Cross-border mobility, transnationality and ethnicity as resources: european Somalis’ post-migration mobility practices
Date de parution
Journal of Ethnic and Migration Studies, Taylor & Francis, 2016/42/9/1455-1472
Based on a qualitative study, this article explores post-migration mobility practices developed by Somali women and men who have settled in Europe. It focuses on the ‘politics of mobility’, considering cross-border mobility an unequally distributed resource through which people access different forms of capital, and thus an element of social differentiation. The article reveals that respondents invest resources in places other than those where they acquired them, benefiting from a favourable symbolic exchange rate between the different places.

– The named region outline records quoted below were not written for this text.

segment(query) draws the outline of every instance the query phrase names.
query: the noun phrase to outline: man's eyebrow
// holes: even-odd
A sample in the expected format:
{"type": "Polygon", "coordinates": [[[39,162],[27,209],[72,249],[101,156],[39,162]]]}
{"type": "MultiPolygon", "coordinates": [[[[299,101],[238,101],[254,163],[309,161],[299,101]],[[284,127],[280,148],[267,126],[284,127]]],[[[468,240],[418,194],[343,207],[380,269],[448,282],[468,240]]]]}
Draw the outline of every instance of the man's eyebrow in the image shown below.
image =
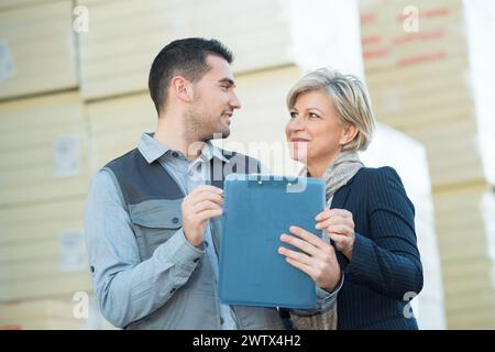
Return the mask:
{"type": "Polygon", "coordinates": [[[235,82],[230,78],[222,78],[219,80],[221,84],[228,84],[229,86],[235,86],[235,82]]]}

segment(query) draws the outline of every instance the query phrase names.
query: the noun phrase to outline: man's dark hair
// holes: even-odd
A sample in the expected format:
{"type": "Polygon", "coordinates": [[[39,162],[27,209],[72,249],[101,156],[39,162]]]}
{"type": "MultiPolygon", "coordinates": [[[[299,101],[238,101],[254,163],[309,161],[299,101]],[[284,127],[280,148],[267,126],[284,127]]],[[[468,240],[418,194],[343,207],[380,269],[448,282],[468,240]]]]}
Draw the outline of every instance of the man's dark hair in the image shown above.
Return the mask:
{"type": "Polygon", "coordinates": [[[150,69],[150,96],[160,112],[167,103],[168,87],[174,76],[180,75],[195,82],[211,68],[207,55],[223,57],[229,64],[233,61],[230,50],[217,40],[188,37],[166,45],[156,55],[150,69]]]}

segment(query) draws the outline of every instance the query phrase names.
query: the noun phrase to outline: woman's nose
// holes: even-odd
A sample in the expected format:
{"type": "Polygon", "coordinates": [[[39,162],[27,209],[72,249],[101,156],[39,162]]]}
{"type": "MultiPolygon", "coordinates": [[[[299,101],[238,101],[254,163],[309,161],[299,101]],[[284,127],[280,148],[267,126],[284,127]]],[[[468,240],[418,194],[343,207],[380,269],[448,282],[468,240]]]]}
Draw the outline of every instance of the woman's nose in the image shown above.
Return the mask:
{"type": "Polygon", "coordinates": [[[305,129],[305,124],[301,123],[299,118],[295,118],[289,121],[288,129],[290,131],[300,131],[305,129]]]}

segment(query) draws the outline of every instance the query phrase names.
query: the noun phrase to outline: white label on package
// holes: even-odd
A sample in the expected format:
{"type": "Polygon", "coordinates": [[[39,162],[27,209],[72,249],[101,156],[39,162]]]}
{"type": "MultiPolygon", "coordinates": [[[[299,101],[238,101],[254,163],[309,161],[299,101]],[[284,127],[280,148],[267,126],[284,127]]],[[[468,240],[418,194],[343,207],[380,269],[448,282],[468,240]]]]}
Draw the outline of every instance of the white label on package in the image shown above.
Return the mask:
{"type": "Polygon", "coordinates": [[[80,138],[66,135],[53,142],[53,174],[55,177],[77,176],[81,169],[80,138]]]}
{"type": "Polygon", "coordinates": [[[15,75],[15,65],[7,42],[0,40],[0,84],[15,75]]]}
{"type": "Polygon", "coordinates": [[[80,272],[87,268],[82,230],[69,230],[61,234],[58,267],[61,272],[80,272]]]}

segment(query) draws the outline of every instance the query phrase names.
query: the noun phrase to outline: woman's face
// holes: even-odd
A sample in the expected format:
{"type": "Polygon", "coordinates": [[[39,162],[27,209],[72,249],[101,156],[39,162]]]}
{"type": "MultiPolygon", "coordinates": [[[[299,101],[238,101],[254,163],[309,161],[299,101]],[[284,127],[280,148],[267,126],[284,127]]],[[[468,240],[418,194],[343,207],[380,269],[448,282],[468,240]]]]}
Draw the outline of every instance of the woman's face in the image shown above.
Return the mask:
{"type": "Polygon", "coordinates": [[[305,164],[329,163],[349,142],[332,99],[320,90],[297,97],[285,133],[290,157],[305,164]]]}

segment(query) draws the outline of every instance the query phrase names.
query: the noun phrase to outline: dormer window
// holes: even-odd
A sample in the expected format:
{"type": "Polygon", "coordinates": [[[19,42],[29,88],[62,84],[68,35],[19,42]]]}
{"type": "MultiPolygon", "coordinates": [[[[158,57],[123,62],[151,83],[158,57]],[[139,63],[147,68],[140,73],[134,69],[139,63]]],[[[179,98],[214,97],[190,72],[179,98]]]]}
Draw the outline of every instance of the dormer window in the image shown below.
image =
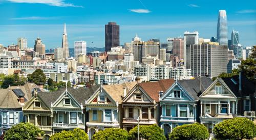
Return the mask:
{"type": "Polygon", "coordinates": [[[40,102],[35,101],[34,102],[34,107],[41,107],[41,105],[40,104],[40,102]]]}
{"type": "Polygon", "coordinates": [[[64,99],[64,104],[70,104],[70,99],[65,98],[64,99]]]}
{"type": "Polygon", "coordinates": [[[140,99],[141,100],[141,94],[140,93],[137,93],[135,94],[135,96],[136,97],[136,99],[140,99]]]}

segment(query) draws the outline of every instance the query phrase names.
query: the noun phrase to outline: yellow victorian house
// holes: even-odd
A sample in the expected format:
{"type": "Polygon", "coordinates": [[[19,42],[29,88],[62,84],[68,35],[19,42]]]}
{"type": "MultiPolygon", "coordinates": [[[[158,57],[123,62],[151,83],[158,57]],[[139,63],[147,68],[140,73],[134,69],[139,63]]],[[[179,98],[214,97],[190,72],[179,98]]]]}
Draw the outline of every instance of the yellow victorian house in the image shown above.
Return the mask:
{"type": "Polygon", "coordinates": [[[122,98],[136,83],[101,86],[86,101],[86,110],[89,112],[86,126],[90,139],[95,132],[105,128],[120,128],[123,116],[121,105],[122,98]]]}

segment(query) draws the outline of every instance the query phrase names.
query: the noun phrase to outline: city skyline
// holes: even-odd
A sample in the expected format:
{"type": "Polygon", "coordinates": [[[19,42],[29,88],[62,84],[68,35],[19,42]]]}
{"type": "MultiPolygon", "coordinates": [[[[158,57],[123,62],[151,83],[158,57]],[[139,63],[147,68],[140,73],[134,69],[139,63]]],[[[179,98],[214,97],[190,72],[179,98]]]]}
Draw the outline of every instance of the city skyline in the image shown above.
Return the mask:
{"type": "Polygon", "coordinates": [[[60,47],[65,22],[69,33],[69,48],[74,48],[73,43],[81,40],[87,41],[88,47],[104,47],[104,27],[109,21],[115,21],[120,25],[120,45],[131,42],[136,34],[143,41],[157,38],[161,42],[166,42],[168,37],[182,36],[185,31],[197,31],[199,37],[210,38],[216,36],[218,11],[220,10],[225,10],[227,12],[228,39],[231,39],[232,29],[234,29],[240,33],[240,43],[243,46],[256,44],[256,10],[254,9],[256,3],[253,1],[248,3],[250,5],[223,2],[223,5],[220,5],[216,2],[211,4],[210,10],[206,7],[208,4],[201,3],[202,1],[191,4],[174,2],[172,5],[177,6],[172,9],[167,7],[170,2],[165,1],[116,2],[114,6],[101,2],[102,4],[99,7],[96,7],[95,2],[52,1],[53,3],[57,1],[60,2],[34,4],[34,2],[28,0],[19,1],[19,3],[13,0],[1,1],[0,8],[4,11],[11,7],[15,10],[12,13],[0,15],[3,19],[0,31],[4,33],[0,35],[0,44],[7,46],[15,43],[17,38],[24,37],[28,39],[28,46],[31,47],[34,40],[39,37],[47,49],[60,47]],[[137,3],[137,5],[134,6],[133,3],[137,3]],[[115,6],[116,9],[110,10],[103,6],[104,4],[110,6],[109,8],[115,6]],[[159,9],[156,8],[157,6],[153,6],[155,5],[161,5],[162,8],[169,8],[169,10],[159,9]],[[21,10],[20,7],[31,10],[45,8],[47,11],[58,12],[30,12],[21,10]],[[150,19],[150,22],[148,22],[150,19]]]}

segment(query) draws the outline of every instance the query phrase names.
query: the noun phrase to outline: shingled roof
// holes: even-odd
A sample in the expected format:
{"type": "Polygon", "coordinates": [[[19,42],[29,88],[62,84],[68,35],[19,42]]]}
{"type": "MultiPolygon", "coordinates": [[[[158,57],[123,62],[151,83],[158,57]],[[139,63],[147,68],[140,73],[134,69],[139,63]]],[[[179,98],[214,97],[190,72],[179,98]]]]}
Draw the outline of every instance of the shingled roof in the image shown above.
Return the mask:
{"type": "Polygon", "coordinates": [[[248,96],[255,93],[255,83],[248,79],[245,75],[241,76],[241,93],[239,90],[239,76],[235,75],[231,77],[221,78],[237,97],[248,96]],[[232,79],[232,80],[231,80],[232,79]],[[232,81],[233,80],[233,81],[232,81]]]}
{"type": "Polygon", "coordinates": [[[156,82],[141,82],[139,85],[156,102],[159,101],[159,91],[164,93],[175,82],[173,79],[161,79],[156,82]]]}
{"type": "Polygon", "coordinates": [[[102,88],[116,102],[121,103],[121,96],[123,96],[123,88],[126,88],[126,94],[128,94],[137,83],[136,81],[125,82],[122,84],[103,86],[102,88]]]}
{"type": "MultiPolygon", "coordinates": [[[[195,100],[199,100],[199,77],[194,79],[178,80],[178,83],[195,100]]],[[[201,77],[201,92],[203,93],[212,83],[212,80],[205,76],[201,77]]]]}
{"type": "MultiPolygon", "coordinates": [[[[87,89],[68,88],[67,90],[77,102],[83,104],[99,87],[99,85],[92,86],[87,89]]],[[[51,103],[54,103],[65,90],[65,88],[61,88],[56,91],[39,92],[37,95],[47,106],[50,107],[51,103]]]]}

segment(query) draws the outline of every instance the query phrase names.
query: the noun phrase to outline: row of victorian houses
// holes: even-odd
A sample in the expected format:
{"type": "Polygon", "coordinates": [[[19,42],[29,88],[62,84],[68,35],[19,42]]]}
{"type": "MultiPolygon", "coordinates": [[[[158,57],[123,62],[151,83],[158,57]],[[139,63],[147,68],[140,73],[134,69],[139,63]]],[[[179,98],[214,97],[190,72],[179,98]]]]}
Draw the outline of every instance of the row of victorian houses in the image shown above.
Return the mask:
{"type": "Polygon", "coordinates": [[[35,85],[0,90],[2,134],[12,125],[30,122],[47,139],[63,130],[79,128],[91,138],[107,128],[129,131],[138,125],[157,124],[167,135],[179,125],[199,122],[212,133],[225,119],[255,117],[255,88],[245,76],[68,88],[37,92],[35,85]]]}

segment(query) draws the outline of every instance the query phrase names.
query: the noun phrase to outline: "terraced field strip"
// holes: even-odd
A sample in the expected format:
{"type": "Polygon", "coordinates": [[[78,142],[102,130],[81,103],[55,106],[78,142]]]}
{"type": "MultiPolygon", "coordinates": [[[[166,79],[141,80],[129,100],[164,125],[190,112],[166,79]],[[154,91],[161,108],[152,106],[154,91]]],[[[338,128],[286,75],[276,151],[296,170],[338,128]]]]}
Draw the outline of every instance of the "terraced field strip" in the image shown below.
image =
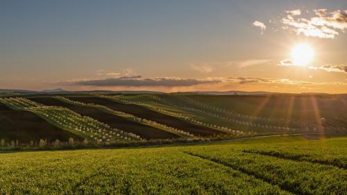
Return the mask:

Furthermore, while a significant part of the economic, social and cultural capital of these migrants is acquired within ethnically diversified contexts, it is mostly reinvested in networks and places where their Somali ethnicity becomes an asset—either in ethnically homogeneous networks or in activities that address Somali people's needs. Cross-border mobility, transnationality and ethnicity become core resources that enable these migrants to mobilise their capital where it can be valued most highly and to access advantageous social positions, thus fostering upward social mobility. The article argues that these strategies are less the result of an identity-based ethnic preference than a compensatory mechanism implemented by people who have few prospects of having their assets valued within the wider networks in their country of residence.